It is on again tomorrow (Sunday 2/25) @ 10:00 am CST, not a big combine fan just shocked to see the "select to order" screen and $4.99. I did get it on regular NFL network (ch 212).


----------



## MikeMar (Jan 7, 2005)

ok it's schedualed, i'll let you know if it records


----------



## wmcbrine (Aug 2, 2003)

Cmmsh said:


> I am not 100-percent sure, but I believe first SB in HD was last year.


The first one I saw was in 2003, and I don't think that was the first. (Also the half-time show -- very much in HD.) At that time the HD production was totally separate from the SD version, which was interesting.


----------



## Cmmsh (Jan 2, 2007)

wmcbrine said:


> The first one I saw was in 2003, and I don't think that was the first. (Also the half-time show -- very much in HD.) At that time the HD production was totally separate from the SD version, which was interesting.


Interesting. I hope if they rerun those, they will rerun them in HD, although I sorta doubt it.


----------



## wjbjr (Nov 9, 2000)

wmcbrine said:


> The first one I saw was in 2003, and I don't think that was the first. (Also the half-time show -- very much in HD.) At that time the HD production was totally separate from the SD version, which was interesting.


The first HD Super Bowl was in 2000 (1999 season).
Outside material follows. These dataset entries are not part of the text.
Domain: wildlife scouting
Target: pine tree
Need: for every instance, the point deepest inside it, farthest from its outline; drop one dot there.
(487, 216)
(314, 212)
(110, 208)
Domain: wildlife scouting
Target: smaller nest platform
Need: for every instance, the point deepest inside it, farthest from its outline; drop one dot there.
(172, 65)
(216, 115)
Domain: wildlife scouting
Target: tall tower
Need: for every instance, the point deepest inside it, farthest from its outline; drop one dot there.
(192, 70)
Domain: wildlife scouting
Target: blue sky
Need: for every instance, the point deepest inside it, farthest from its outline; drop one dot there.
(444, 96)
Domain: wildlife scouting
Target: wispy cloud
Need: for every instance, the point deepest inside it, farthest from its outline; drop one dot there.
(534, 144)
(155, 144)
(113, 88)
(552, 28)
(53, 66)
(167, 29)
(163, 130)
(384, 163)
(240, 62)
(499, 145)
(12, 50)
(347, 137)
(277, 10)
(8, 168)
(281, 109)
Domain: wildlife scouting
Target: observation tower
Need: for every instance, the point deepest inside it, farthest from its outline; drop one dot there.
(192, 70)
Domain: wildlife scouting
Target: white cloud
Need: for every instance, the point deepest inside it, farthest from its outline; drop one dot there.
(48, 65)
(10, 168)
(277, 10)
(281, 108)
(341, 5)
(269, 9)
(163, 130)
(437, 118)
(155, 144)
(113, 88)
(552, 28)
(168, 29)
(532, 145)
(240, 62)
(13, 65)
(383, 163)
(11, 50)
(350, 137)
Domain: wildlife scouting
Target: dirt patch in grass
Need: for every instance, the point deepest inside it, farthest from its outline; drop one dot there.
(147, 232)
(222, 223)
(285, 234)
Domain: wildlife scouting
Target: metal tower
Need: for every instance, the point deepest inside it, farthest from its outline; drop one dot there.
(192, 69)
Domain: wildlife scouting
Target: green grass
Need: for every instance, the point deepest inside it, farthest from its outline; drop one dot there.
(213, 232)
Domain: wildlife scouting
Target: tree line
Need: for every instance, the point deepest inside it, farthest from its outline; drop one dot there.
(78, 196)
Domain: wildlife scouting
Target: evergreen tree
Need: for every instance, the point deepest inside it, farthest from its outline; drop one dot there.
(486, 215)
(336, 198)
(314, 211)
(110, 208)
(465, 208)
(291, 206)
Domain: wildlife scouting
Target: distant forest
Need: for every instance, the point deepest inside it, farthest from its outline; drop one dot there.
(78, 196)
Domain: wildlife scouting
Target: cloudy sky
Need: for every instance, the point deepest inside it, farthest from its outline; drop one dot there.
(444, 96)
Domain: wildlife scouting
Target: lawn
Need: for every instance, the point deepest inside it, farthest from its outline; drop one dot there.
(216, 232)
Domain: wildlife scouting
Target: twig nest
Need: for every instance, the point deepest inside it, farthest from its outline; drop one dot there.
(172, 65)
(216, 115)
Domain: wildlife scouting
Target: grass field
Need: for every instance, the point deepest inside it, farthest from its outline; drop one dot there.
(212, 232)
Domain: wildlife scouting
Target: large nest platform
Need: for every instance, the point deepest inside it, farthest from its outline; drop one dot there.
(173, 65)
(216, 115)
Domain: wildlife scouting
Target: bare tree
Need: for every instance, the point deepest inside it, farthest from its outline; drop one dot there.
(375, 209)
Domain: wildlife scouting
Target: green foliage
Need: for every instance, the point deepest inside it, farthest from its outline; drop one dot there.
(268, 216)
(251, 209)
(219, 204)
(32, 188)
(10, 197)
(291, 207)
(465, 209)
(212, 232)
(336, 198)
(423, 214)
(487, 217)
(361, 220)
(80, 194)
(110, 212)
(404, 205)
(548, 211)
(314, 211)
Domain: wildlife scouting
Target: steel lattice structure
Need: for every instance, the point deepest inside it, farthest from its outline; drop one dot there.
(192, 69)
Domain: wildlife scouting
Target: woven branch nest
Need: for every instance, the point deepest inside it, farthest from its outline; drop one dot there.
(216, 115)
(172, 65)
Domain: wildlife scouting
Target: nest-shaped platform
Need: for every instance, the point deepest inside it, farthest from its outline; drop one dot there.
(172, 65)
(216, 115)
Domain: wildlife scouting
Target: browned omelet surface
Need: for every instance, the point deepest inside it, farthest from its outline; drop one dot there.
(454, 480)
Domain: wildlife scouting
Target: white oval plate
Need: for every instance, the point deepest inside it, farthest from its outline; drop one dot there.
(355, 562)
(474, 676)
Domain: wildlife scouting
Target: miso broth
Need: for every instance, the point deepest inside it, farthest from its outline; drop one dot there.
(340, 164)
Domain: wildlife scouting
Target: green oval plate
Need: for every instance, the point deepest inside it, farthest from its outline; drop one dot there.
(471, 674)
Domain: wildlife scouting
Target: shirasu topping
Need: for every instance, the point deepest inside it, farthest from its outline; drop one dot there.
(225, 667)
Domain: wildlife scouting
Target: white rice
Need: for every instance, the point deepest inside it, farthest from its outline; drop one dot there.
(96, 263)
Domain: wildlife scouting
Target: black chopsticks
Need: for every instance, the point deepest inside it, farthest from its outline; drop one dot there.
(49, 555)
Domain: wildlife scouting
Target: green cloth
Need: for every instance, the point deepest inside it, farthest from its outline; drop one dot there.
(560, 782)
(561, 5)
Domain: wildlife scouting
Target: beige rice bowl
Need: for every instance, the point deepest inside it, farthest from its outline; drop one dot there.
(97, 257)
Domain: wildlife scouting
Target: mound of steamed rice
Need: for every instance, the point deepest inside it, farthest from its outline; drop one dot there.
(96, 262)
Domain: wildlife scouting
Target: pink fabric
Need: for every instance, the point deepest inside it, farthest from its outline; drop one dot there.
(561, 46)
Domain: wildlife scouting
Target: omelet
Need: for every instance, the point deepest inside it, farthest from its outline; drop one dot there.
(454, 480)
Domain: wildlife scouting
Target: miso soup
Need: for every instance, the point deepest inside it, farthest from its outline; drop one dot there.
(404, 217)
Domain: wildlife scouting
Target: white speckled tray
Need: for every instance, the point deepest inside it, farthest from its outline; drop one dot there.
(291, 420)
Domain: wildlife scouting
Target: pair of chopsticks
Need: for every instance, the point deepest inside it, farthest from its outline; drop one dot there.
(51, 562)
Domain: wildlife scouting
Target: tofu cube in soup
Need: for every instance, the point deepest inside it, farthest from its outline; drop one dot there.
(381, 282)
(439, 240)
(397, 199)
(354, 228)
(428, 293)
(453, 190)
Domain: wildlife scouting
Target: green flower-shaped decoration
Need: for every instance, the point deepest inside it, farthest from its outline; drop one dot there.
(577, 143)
It cost me a fortune, as that is why I purchased my first HD display, 5.1 A/V and HD receiver.

As I recall -- to reward my foolishness -- the next two SB games were not broadcast in HD.


----------



## bonscott87 (Oct 3, 2000)

aaronwt said:


> Now that I switched to the Family programming tier plus pay the $10 for the HD Tier, channel 95 isn't coming through. I thought it should come through since I'm paying the $10 fee? Or is that a premium channel like HBO? I get the other HD channels except for Showtime and HBO.


NFL Network is not a part of the Family pack. If you had Choice or above which includes the NFL Network then you would get it. That's what the new HD Access fee does. It gives you the stand alone HD stations like HDNet and Universal HD as well as HD versions of channels in whatever packages you get.

95 is just a "best of" channel so when they show NFL Network stuff you'll get it if you have the NFL Network in your package. Same holds true to the HD games of the NHL or NBA. If they are showing a feed from your local RSN or you have the premium Center Ice or League Pass, then you can see the game on 95.


----------



## DoubleDown (Feb 17, 2004)

MikeMar said:


> ok it's schedualed, i'll let you know if it records


Thanks!, but today I am getting it without the $4.99 screen. 
Hopefully, the Vikings will not waste a first round draft pick on a wideout.


----------